Augmented reality content makers often position the technology as a new storytelling medium. And who loves stories more than children?
Available now in the App Store as a free download with in-app purchases for additional content, Wonderscope uses ARKit to place content, which users can then interact with in the app's camera view.
"Millions of kids use screens as much or more than adults, and they often do it alone," said Chris Milk, CEO of app developer Within, in a statement. "With AR, we see an opportunity to change that dynamic. Rather than disappearing into our devices and shutting out the world, Wonderscope promotes a new kind of screen-positive experience, one that opens you up to everything and everyone around you."
The experiences available at launch include "A Brief History of Amazing Stunts by Astounding People," which brings to life three historical adventurers and their feats.
Users can see Betty Bromage, an 88-year-old grandmother who stood on an airplane's wings in mid-flight, Helen Gibson, the first stuntwoman in Hollywood, and Charles Blondin, the first tightrope walker to cross Niagara Falls, and recreate their death-defying stunts.
Another experience retells the Little Red Riding Hood story for modern times. Here, Red is an inventor, and children can help her build contraptions to foil the Big Bad Wolf. Kids will also be able to use their own voice to assist Red.

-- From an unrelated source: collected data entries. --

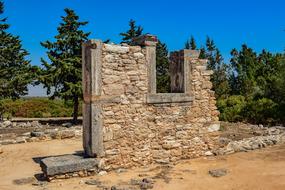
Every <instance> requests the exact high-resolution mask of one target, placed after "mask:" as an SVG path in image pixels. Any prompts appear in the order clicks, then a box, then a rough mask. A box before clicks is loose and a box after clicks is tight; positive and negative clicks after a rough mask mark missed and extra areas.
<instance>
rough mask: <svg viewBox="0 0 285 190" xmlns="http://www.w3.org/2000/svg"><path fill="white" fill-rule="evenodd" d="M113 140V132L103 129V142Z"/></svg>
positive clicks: (106, 128)
mask: <svg viewBox="0 0 285 190" xmlns="http://www.w3.org/2000/svg"><path fill="white" fill-rule="evenodd" d="M112 139H113V131H112V129H110V128H108V127H104V128H103V141H110V140H112Z"/></svg>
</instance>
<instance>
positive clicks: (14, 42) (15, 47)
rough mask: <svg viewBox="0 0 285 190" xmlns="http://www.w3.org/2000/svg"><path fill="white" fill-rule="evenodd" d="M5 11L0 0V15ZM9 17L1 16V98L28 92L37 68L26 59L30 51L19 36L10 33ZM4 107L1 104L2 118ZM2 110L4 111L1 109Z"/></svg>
mask: <svg viewBox="0 0 285 190" xmlns="http://www.w3.org/2000/svg"><path fill="white" fill-rule="evenodd" d="M3 12H4V3H3V2H2V1H0V16H2V14H3ZM6 21H7V18H0V86H1V88H0V100H1V99H3V98H13V99H16V98H19V97H20V96H23V95H25V94H27V92H28V89H27V85H28V84H29V83H31V82H32V80H33V79H34V77H35V73H36V70H37V68H36V67H32V66H31V65H30V61H29V60H27V59H26V56H27V55H28V52H27V51H26V50H25V49H24V48H23V47H22V44H21V40H20V39H19V36H14V35H12V34H11V33H9V32H8V31H7V30H8V29H9V24H7V23H6ZM2 109H3V107H2V106H0V119H1V117H2V114H1V113H2V112H3V110H2ZM1 110H2V111H1Z"/></svg>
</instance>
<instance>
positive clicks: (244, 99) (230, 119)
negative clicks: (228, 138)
mask: <svg viewBox="0 0 285 190" xmlns="http://www.w3.org/2000/svg"><path fill="white" fill-rule="evenodd" d="M217 107H218V109H219V111H220V113H221V114H220V119H221V120H223V121H230V122H237V121H242V120H243V111H244V108H245V107H246V101H245V98H244V97H243V96H239V95H234V96H230V97H228V98H226V99H219V100H218V101H217Z"/></svg>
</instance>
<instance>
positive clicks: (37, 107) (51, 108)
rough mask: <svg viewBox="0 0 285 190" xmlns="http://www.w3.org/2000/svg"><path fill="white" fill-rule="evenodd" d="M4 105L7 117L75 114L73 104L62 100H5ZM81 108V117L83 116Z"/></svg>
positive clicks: (56, 115)
mask: <svg viewBox="0 0 285 190" xmlns="http://www.w3.org/2000/svg"><path fill="white" fill-rule="evenodd" d="M2 104H3V107H4V108H5V109H4V116H5V117H8V116H10V117H11V116H12V117H28V118H31V117H71V116H72V112H73V105H72V102H70V101H67V102H66V101H64V100H61V99H54V100H51V99H48V98H21V99H17V100H15V101H14V100H12V99H5V100H3V101H2ZM80 104H81V103H80ZM81 107H82V106H80V109H79V115H81V114H82V110H81Z"/></svg>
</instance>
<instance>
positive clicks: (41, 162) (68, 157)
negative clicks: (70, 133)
mask: <svg viewBox="0 0 285 190" xmlns="http://www.w3.org/2000/svg"><path fill="white" fill-rule="evenodd" d="M40 166H41V168H42V171H43V172H44V174H45V175H46V176H54V175H59V174H66V173H72V172H77V171H82V170H90V169H95V168H96V167H97V166H98V160H97V159H96V158H84V157H83V156H80V155H73V154H68V155H62V156H54V157H48V158H44V159H42V160H41V162H40Z"/></svg>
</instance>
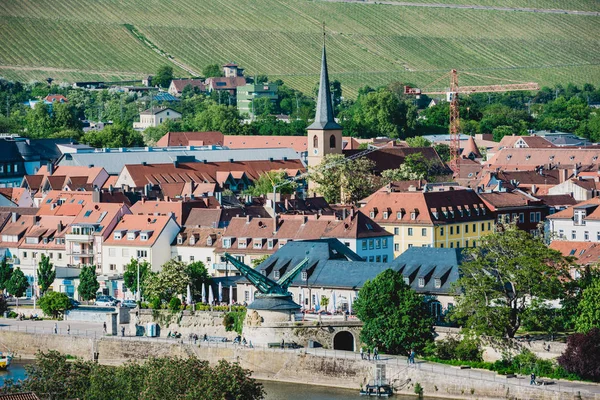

While the former is available for free, the latter story costs $4.99, with more content available for purchase in December.
"As a parent, I'm excited to release an app that builds confidence through reading," said Samantha Storr, executive producer of original content at Within. "We're utilizing augmented reality to let kids interact with aspirational characters, while actively playing and talking. Our stories tap into children's natural inclination to learn by doing, and they get the added joy of helping characters along unique journeys."
In addition to ARKit, Within has deployed its own voice recognition technology with the app. As children read passages aloud, the voice recognition system uses locally-stored machine learning models to trigger content actions.
"It's crucial that we don't wait for cloud-based voice recognition, which can leave users feeling like they're talking to a robot," said Within CTO Aaron Koblin. "Our low-latency system adds to the subconscious magic and smoothness of the experience."
The app can react to children's movements as well. The "Look At" feature simulates eye contact between readers and the virtual characters, furthering the reader's engagement with the story.
These kinds of apps are beginning to demonstrate the potential for the children's section of the AR market, where mobile apps are quietly replacing physical toys for hands-on entertainment for kids. While children's book sales remain robust, AR provides new opportunities for telling stories to children.
In another example, Bookful hit the App Store last week with a similar premise by bringing classic children's stories such as The Tale of Peter Rabbit and The Tale of Benjamin Bunny to life in augmented reality.